The call for copyright reform in America has grown so loud that Congress has finally heard it. Lawmakers have ordered a slate of studies to look into how to fix what has become a broken system, and activists are cautiously optimistic that this could be the first step toward reform. The source of the fracture? The Digital Millennium Copyright Act.
The DMCA was passed in 1998 as an anti-piracy statute effectively making it illegal to circumvent copy protections designed to prevent pirates from duplicating digital copyrighted works and selling or freely distributing them. It also makes it illegal to manufacture or distribute tools or techniques for circumventing copy controls.
But in reality the controversial law's effects have been much broader by allowing game developers, music and film companies and others to keep a tight control on how consumers use their copyrighted works, preventing them in some cases from making copies of their purchased products for their own use or from jailbreaking smartphones and other devices to use them in ways the manufacturers dislike.

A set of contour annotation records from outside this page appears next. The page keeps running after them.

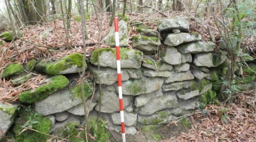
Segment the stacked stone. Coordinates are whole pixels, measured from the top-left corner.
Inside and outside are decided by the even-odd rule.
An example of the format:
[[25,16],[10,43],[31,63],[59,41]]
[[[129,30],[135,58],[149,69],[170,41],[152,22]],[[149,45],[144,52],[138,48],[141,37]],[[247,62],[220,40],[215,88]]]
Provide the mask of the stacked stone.
[[[126,47],[128,43],[126,23],[121,20],[119,25],[127,134],[135,134],[137,128],[144,125],[166,123],[198,107],[199,98],[212,89],[213,86],[214,88],[212,82],[219,80],[218,77],[217,79],[213,78],[213,72],[219,71],[220,68],[220,72],[226,71],[226,67],[217,68],[220,64],[222,66],[225,56],[213,53],[214,43],[201,41],[200,35],[188,33],[189,24],[182,18],[163,19],[157,26],[157,31],[135,22],[133,25],[137,35],[131,40],[134,49]],[[110,46],[115,45],[113,28],[103,41]],[[155,56],[159,59],[154,60],[153,57]],[[89,116],[100,111],[108,121],[110,129],[120,133],[115,49],[96,49],[89,59],[87,70],[93,74],[93,80],[87,80],[84,87]],[[69,74],[82,71],[82,55],[73,53],[55,62],[32,61],[25,70],[32,71],[35,69],[37,73],[53,77],[46,80],[44,83],[47,83],[35,90],[21,93],[19,101],[35,104],[36,111],[52,121],[53,132],[70,122],[82,124],[84,113],[81,88],[80,85],[75,86],[73,83],[76,82],[73,80],[79,78],[79,75]],[[22,66],[17,63],[10,65],[3,71],[2,77],[9,79],[22,75],[23,70]],[[252,81],[255,82],[253,81],[256,74],[251,71],[247,71],[254,77]],[[32,76],[31,73],[29,74],[26,80],[12,80],[19,84]],[[65,76],[60,75],[63,74]],[[67,76],[70,77],[66,78]],[[101,92],[99,84],[101,84]],[[12,118],[15,111],[10,113],[3,108],[1,110],[3,106],[0,104],[0,111],[6,114],[1,113],[0,115],[6,116],[1,115],[0,118]],[[5,131],[4,133],[13,120],[2,128]],[[1,120],[0,119],[0,122]]]

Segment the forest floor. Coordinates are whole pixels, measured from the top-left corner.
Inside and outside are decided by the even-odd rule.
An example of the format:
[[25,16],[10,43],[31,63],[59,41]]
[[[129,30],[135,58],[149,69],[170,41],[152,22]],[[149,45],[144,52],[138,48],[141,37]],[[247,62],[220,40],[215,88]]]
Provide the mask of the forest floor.
[[[183,16],[181,13],[173,14]],[[103,22],[101,30],[97,27],[97,17],[92,16],[87,20],[90,38],[86,41],[88,45],[86,48],[87,56],[90,56],[93,50],[98,47],[107,46],[101,42],[99,43],[98,37],[100,32],[100,38],[103,38],[110,30],[111,27],[108,26],[109,20],[107,18],[109,16],[104,14],[103,18],[99,16],[98,18],[99,22]],[[204,24],[206,24],[211,29],[217,41],[219,39],[219,34],[213,24],[213,19],[201,19],[204,22],[200,23],[196,22],[193,18],[183,17],[190,21],[190,32],[198,33],[202,36],[203,41],[210,39],[210,35],[202,25]],[[152,29],[156,29],[157,22],[164,18],[162,15],[157,13],[130,14],[129,18],[130,22],[141,21]],[[3,70],[12,62],[26,63],[32,59],[57,60],[72,53],[82,53],[81,22],[72,20],[71,25],[71,28],[68,31],[70,35],[68,48],[66,47],[68,43],[62,21],[60,19],[44,25],[21,27],[20,30],[23,32],[21,39],[17,39],[12,43],[4,43],[1,46],[0,74]],[[42,32],[49,29],[51,30],[49,36],[43,38],[39,37]],[[136,34],[133,29],[134,27],[131,26],[129,31],[130,38]],[[252,44],[254,40],[248,38],[247,42],[243,44],[243,47],[255,52],[256,45]],[[17,46],[18,54],[14,47],[13,43]],[[41,83],[46,78],[46,77],[43,75],[36,75],[27,83],[18,87],[14,86],[10,80],[0,80],[0,102],[9,103],[16,101],[21,92],[37,87],[38,84]],[[154,131],[139,131],[135,136],[128,137],[128,139],[132,142],[140,139],[146,141],[138,142],[149,142],[148,138],[151,140],[149,142],[159,141],[161,139],[163,140],[161,142],[255,142],[256,92],[256,90],[251,90],[237,95],[236,101],[234,103],[220,106],[209,105],[203,110],[196,110],[194,114],[189,116],[192,123],[191,129],[177,127],[177,124],[182,120],[180,119]],[[155,135],[156,133],[159,134]]]

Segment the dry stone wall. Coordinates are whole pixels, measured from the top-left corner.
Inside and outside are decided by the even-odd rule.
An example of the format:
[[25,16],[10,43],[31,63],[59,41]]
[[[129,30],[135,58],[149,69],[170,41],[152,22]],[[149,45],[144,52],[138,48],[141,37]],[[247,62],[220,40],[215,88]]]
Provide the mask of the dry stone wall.
[[[120,21],[119,24],[121,45],[127,46],[127,23]],[[218,89],[220,80],[227,71],[224,54],[213,52],[214,43],[201,41],[200,35],[189,33],[189,24],[183,18],[163,19],[157,31],[139,22],[133,25],[138,33],[131,39],[133,49],[120,48],[125,121],[129,134],[136,134],[136,128],[140,126],[166,123],[199,106],[201,98],[206,97],[209,90]],[[110,46],[115,44],[113,30],[103,39]],[[82,123],[84,112],[81,87],[73,83],[79,77],[78,74],[71,75],[82,71],[82,54],[74,53],[57,62],[33,61],[25,67],[30,71],[35,68],[43,74],[57,75],[46,80],[47,83],[36,90],[22,92],[19,98],[25,104],[34,104],[36,112],[49,118],[51,132],[70,122]],[[256,66],[251,64],[252,67]],[[89,116],[100,111],[108,120],[110,129],[119,132],[115,49],[94,50],[86,67],[93,75],[92,80],[84,83]],[[5,73],[4,77],[9,79],[21,71]],[[252,73],[251,76],[254,78],[241,82],[240,86],[244,86],[244,89],[253,87],[255,74]],[[20,83],[26,79],[28,79],[21,80]],[[33,99],[27,101],[28,98]],[[10,116],[5,118],[7,117]],[[10,124],[4,126],[5,132]]]

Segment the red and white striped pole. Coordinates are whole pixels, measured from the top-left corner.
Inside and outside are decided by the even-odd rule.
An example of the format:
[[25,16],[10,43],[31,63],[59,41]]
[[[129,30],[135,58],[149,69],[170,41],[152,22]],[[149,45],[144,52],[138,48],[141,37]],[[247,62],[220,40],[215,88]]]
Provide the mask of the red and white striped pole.
[[118,72],[118,86],[119,96],[119,106],[121,116],[121,128],[122,129],[122,139],[125,142],[125,128],[124,117],[124,106],[123,105],[123,95],[122,93],[122,78],[121,77],[121,63],[120,62],[120,47],[119,46],[119,34],[118,32],[118,18],[117,16],[114,18],[115,25],[115,41],[116,42],[116,53],[117,55],[117,68]]

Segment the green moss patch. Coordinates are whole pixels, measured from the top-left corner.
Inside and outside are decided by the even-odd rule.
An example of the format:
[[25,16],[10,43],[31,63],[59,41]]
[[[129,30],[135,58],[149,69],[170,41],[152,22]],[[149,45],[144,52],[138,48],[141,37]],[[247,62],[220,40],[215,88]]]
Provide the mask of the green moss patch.
[[0,35],[0,38],[2,38],[3,40],[7,42],[10,42],[13,39],[12,34],[10,32],[5,32]]
[[255,76],[248,76],[243,77],[241,82],[243,83],[249,83],[255,80]]
[[123,13],[119,13],[118,14],[118,17],[119,19],[122,19],[125,21],[126,22],[128,22],[129,21],[129,17],[128,15],[125,14],[124,16],[123,16]]
[[58,75],[50,78],[49,84],[43,85],[36,90],[30,90],[21,93],[19,101],[23,103],[32,104],[42,100],[51,93],[66,87],[69,81],[64,76]]
[[[108,142],[110,137],[110,134],[107,131],[107,122],[100,118],[98,122],[97,118],[93,117],[89,120],[90,133],[94,137],[96,141],[93,141],[88,137],[89,142]],[[59,136],[68,139],[71,142],[84,142],[85,133],[84,131],[81,131],[78,124],[69,123],[66,124],[64,128],[57,133]]]
[[[78,68],[82,67],[83,55],[80,53],[73,53],[54,62],[40,61],[36,66],[37,70],[50,75],[58,75],[61,71],[65,71],[76,65]],[[85,65],[87,68],[87,64]]]
[[27,64],[26,69],[29,71],[32,71],[35,69],[35,66],[37,64],[37,61],[35,59],[29,61]]
[[16,120],[13,129],[16,142],[46,142],[50,138],[50,136],[48,135],[30,130],[26,130],[20,133],[25,127],[30,127],[43,133],[49,133],[52,124],[48,117],[43,117],[34,111],[27,110],[23,110],[20,116]]
[[23,67],[18,63],[14,63],[7,66],[4,70],[2,78],[6,78],[21,74],[23,72]]
[[[93,83],[91,82],[89,82],[88,83],[83,83],[83,89],[84,90],[84,97],[86,99],[92,94],[94,89]],[[74,96],[74,98],[82,99],[81,85],[80,84],[72,88],[70,91]]]

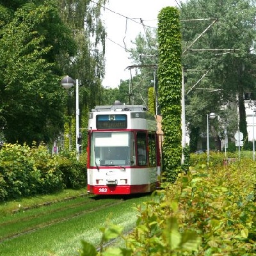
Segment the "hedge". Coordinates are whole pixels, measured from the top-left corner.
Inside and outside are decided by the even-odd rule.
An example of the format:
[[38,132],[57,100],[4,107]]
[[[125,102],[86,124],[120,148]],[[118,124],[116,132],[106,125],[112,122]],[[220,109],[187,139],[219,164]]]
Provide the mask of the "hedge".
[[51,156],[44,145],[4,144],[0,150],[0,201],[85,186],[84,166],[74,153]]

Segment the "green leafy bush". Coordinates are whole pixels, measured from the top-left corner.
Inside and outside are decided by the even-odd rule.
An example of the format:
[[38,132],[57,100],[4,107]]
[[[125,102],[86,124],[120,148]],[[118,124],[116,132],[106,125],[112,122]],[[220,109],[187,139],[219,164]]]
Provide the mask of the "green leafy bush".
[[[137,206],[136,228],[121,235],[125,248],[102,246],[93,254],[93,246],[85,243],[81,255],[255,255],[255,162],[248,159],[190,168],[150,202]],[[113,227],[102,231],[107,241],[120,233]]]
[[0,150],[0,200],[85,187],[85,166],[74,152],[51,156],[44,145],[5,144]]
[[76,159],[75,152],[65,151],[58,157],[58,169],[63,173],[63,180],[67,188],[77,189],[86,187],[87,173],[84,157]]

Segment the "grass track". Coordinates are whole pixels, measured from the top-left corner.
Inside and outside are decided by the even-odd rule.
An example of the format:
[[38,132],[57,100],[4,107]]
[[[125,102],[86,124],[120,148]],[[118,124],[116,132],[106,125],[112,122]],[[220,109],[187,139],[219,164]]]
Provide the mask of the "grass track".
[[[105,199],[105,204],[109,200],[111,199]],[[3,241],[0,243],[0,255],[77,255],[77,250],[81,248],[82,239],[95,246],[99,244],[101,237],[99,228],[105,226],[107,218],[109,218],[112,223],[120,225],[126,230],[134,227],[136,220],[136,211],[132,207],[134,204],[141,204],[145,200],[147,197],[127,200],[115,207],[99,209],[95,212],[85,212],[68,220]],[[95,202],[100,201],[102,200],[95,200]],[[51,208],[46,207],[45,209],[48,207]],[[33,211],[31,215],[35,214],[35,212],[32,212]],[[55,213],[51,213],[50,211],[49,213],[49,216],[52,218],[55,218]],[[17,214],[19,214],[19,212]],[[19,220],[18,217],[17,220]],[[13,220],[8,220],[12,221],[14,221]],[[1,227],[3,224],[2,222]]]

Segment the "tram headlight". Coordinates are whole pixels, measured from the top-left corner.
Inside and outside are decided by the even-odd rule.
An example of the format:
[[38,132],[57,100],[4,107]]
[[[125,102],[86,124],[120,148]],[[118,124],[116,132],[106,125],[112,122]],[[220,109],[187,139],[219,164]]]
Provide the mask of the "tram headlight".
[[120,184],[121,185],[124,185],[125,184],[127,184],[127,180],[125,179],[125,180],[120,180]]
[[103,180],[96,180],[96,184],[99,185],[104,185]]

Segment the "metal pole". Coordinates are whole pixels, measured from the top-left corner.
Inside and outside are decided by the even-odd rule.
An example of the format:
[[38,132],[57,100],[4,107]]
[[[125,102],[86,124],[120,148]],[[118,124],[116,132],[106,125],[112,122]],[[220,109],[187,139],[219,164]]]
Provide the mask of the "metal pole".
[[209,164],[209,116],[207,114],[207,164]]
[[252,149],[253,149],[253,159],[255,159],[255,148],[254,143],[254,100],[252,106]]
[[181,79],[181,129],[182,129],[182,155],[181,157],[181,164],[184,164],[184,156],[183,149],[186,147],[186,117],[185,117],[185,84],[184,77],[184,68],[182,67],[182,79]]
[[79,145],[77,139],[79,136],[79,98],[78,79],[76,80],[76,145],[77,159],[79,159]]

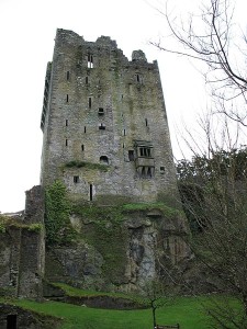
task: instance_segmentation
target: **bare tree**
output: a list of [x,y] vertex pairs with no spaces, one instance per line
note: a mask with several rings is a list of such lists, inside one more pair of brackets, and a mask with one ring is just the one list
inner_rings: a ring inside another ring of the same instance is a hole
[[234,9],[228,0],[203,3],[200,14],[190,14],[187,23],[178,22],[168,5],[165,11],[158,9],[178,46],[169,48],[161,41],[151,44],[205,64],[203,75],[212,88],[212,97],[217,100],[214,111],[247,126],[247,34],[234,24]]
[[[223,149],[209,127],[207,123],[204,150],[194,150],[192,160],[177,164],[183,208],[192,230],[189,245],[206,273],[206,282],[225,294],[213,298],[210,307],[206,305],[212,327],[246,328],[247,149],[234,149],[231,144],[228,149],[224,144]],[[226,135],[223,132],[224,140]]]

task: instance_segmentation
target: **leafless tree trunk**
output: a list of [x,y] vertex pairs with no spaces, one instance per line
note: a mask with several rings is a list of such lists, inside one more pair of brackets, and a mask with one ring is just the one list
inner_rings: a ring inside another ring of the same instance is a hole
[[239,300],[236,307],[232,297],[212,299],[213,328],[247,328],[247,149],[226,148],[227,125],[223,149],[210,127],[204,150],[178,163],[183,208],[195,225],[189,243],[217,290]]
[[161,50],[204,63],[205,81],[211,86],[211,95],[217,100],[214,111],[247,126],[247,35],[239,36],[228,0],[203,3],[200,15],[190,15],[187,23],[172,18],[168,5],[165,11],[158,9],[178,46],[166,47],[167,39],[150,43]]

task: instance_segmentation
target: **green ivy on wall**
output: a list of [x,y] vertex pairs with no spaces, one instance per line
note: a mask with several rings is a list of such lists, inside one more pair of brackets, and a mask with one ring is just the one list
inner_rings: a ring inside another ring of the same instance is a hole
[[57,180],[45,191],[45,228],[48,246],[65,245],[71,240],[70,209],[66,186]]

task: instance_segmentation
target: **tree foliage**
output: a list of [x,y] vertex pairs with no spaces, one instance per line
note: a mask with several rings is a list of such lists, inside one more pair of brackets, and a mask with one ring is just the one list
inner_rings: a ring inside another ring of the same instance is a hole
[[214,112],[247,126],[247,34],[234,22],[232,1],[202,0],[199,13],[188,14],[180,21],[168,5],[159,12],[177,46],[167,46],[167,41],[151,44],[198,64],[216,100]]
[[190,246],[215,286],[237,297],[243,313],[231,320],[211,309],[216,328],[247,326],[247,150],[217,151],[178,163],[179,190],[192,227]]

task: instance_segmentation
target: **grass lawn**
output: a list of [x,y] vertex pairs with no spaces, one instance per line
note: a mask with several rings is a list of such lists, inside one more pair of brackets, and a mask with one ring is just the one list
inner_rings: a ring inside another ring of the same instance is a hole
[[[204,297],[179,297],[172,305],[157,309],[159,325],[180,324],[181,329],[206,329],[206,317],[201,309]],[[63,318],[61,329],[153,329],[150,309],[97,309],[58,302],[36,303],[16,300],[18,306]]]

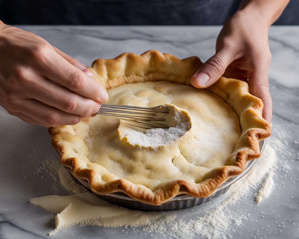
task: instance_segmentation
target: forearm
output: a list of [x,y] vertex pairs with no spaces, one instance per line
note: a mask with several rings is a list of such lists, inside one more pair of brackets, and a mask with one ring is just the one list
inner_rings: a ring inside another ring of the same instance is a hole
[[251,13],[254,17],[256,13],[264,19],[270,27],[279,17],[290,0],[244,0],[239,11]]

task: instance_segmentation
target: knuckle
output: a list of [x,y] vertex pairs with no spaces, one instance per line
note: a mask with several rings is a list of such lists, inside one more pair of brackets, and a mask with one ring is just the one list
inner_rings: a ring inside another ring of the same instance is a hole
[[206,63],[221,74],[225,71],[224,61],[221,57],[215,55],[208,60]]
[[15,71],[15,76],[17,78],[22,80],[25,78],[26,72],[24,68],[20,66],[17,67],[16,68]]
[[74,97],[71,97],[66,101],[63,109],[66,112],[72,112],[76,110],[78,103],[77,100]]
[[45,124],[54,126],[57,124],[59,119],[59,116],[56,114],[52,113],[47,115],[43,123]]
[[77,124],[80,122],[81,117],[79,116],[74,116],[73,117],[70,122],[71,124]]
[[70,89],[77,91],[83,89],[84,87],[84,80],[82,74],[79,71],[74,72],[71,77],[70,82]]
[[51,47],[47,42],[39,43],[35,46],[31,50],[34,58],[43,62],[46,61]]
[[235,48],[234,42],[231,39],[227,38],[222,38],[218,39],[216,45],[217,49],[225,49],[229,50],[229,49],[234,49]]
[[84,110],[83,116],[88,116],[91,115],[93,113],[94,110],[94,108],[92,106],[89,106],[86,107],[86,109]]

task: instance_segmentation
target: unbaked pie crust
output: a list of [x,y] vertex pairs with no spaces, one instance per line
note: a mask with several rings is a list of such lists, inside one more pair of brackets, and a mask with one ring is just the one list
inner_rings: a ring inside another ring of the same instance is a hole
[[98,115],[76,125],[49,129],[61,163],[102,194],[123,192],[159,205],[176,195],[208,196],[259,156],[259,141],[271,134],[263,105],[247,83],[221,77],[205,89],[191,86],[202,63],[155,50],[98,59],[90,68],[108,91],[107,103],[151,107],[169,103],[192,117],[191,128],[158,150],[119,137],[116,118]]

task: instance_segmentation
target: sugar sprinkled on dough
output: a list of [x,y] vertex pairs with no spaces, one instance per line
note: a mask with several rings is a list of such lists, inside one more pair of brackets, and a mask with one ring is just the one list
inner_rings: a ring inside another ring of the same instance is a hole
[[[165,122],[172,127],[168,129],[151,129],[141,132],[130,127],[122,126],[119,128],[121,134],[125,135],[129,143],[134,146],[156,149],[173,143],[190,129],[191,123],[191,117],[188,115],[189,117],[186,113],[182,113],[181,109],[170,106],[172,105],[162,105],[164,108],[169,111],[167,115],[170,115],[168,117],[172,118],[166,119]],[[165,117],[167,115],[161,115],[161,117]]]
[[[215,209],[201,216],[196,216],[202,213],[201,210],[202,206],[200,205],[180,211],[141,212],[112,205],[89,193],[70,196],[46,196],[33,199],[30,202],[52,211],[55,210],[53,207],[49,207],[49,204],[54,201],[57,204],[55,213],[60,213],[56,216],[59,223],[57,229],[50,233],[51,235],[60,230],[79,225],[130,227],[136,233],[154,233],[159,238],[178,239],[200,237],[224,239],[231,237],[234,229],[240,226],[244,220],[249,220],[251,216],[248,212],[236,212],[232,209],[246,203],[246,200],[251,197],[246,198],[246,195],[258,186],[265,175],[272,171],[275,158],[272,148],[266,146],[261,158],[253,168],[234,184],[223,195],[228,195],[226,198]],[[60,180],[73,180],[66,171],[64,173],[62,171],[61,173],[66,174],[60,177]],[[71,192],[79,190],[77,186],[79,185],[76,185],[73,181],[64,181],[63,184]],[[64,205],[65,206],[64,207]],[[63,209],[62,211],[57,211],[60,208]],[[186,220],[184,218],[186,213],[194,215],[193,218]],[[140,232],[140,228],[143,232]]]

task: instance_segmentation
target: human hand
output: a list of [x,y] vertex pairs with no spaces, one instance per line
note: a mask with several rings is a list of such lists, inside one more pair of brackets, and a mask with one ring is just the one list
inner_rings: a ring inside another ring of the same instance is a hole
[[0,21],[0,105],[46,127],[74,124],[108,98],[84,65],[33,33]]
[[271,122],[272,101],[268,82],[271,61],[269,27],[258,13],[237,12],[224,25],[217,39],[216,54],[193,75],[192,84],[197,88],[205,88],[222,75],[245,81],[250,93],[262,100],[263,117]]

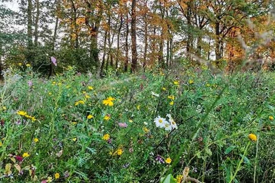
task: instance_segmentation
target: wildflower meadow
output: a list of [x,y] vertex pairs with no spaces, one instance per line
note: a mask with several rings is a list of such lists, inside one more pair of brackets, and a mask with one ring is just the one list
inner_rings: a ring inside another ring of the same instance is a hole
[[274,73],[4,76],[1,182],[275,180]]

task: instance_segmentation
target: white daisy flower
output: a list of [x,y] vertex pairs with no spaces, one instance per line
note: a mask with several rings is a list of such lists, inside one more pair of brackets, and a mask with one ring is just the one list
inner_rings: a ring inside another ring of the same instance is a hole
[[177,125],[177,124],[176,123],[176,122],[174,120],[174,119],[172,118],[172,117],[171,116],[171,114],[167,114],[167,115],[166,115],[166,116],[169,118],[169,119],[168,120],[171,124],[171,126],[172,129],[174,129],[174,128],[176,128],[176,129],[178,129],[178,125]]
[[165,124],[168,123],[166,119],[161,117],[159,116],[154,119],[154,122],[156,123],[156,127],[161,128],[165,127]]
[[165,130],[167,130],[167,131],[171,131],[172,130],[172,125],[169,123],[167,123],[165,125]]

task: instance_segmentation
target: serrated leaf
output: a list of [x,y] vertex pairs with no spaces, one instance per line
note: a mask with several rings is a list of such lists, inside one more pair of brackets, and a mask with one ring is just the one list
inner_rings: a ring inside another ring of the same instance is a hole
[[10,157],[9,158],[9,159],[13,162],[13,163],[15,163],[15,162],[16,162],[16,160],[15,160],[15,158],[13,157]]
[[175,179],[171,174],[168,175],[165,177],[160,178],[160,183],[176,183]]
[[208,148],[207,148],[205,149],[205,152],[206,152],[207,154],[210,156],[212,156],[212,152],[210,149]]
[[225,151],[224,152],[224,153],[226,154],[228,154],[235,148],[236,148],[236,146],[234,145],[229,146],[226,149]]
[[240,154],[240,156],[242,158],[243,157],[244,157],[244,162],[245,163],[247,164],[248,165],[250,165],[251,164],[251,163],[250,163],[250,161],[249,161],[249,160],[247,158],[247,157],[245,156],[244,156],[242,154]]
[[8,163],[6,164],[5,167],[5,174],[6,175],[10,175],[12,174],[12,172],[10,170],[11,168],[12,164],[10,163]]

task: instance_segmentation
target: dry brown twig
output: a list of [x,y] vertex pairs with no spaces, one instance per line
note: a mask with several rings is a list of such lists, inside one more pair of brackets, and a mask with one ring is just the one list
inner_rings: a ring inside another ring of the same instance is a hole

The DMCA has two problematic sections: section 1201, which deals with the circumvention of copy-protections, and section 512, which allows a copyright holder to send a so-called takedown notice to web sites and others believed to be infringing a copyright. Both have been abused by companies for purposes unrelated to copyright protection, which has led civil liberties groups and others to call for reform of the law to clarify its scope. For example, companies have used it to thwart competitors and to stifle free speech and security research.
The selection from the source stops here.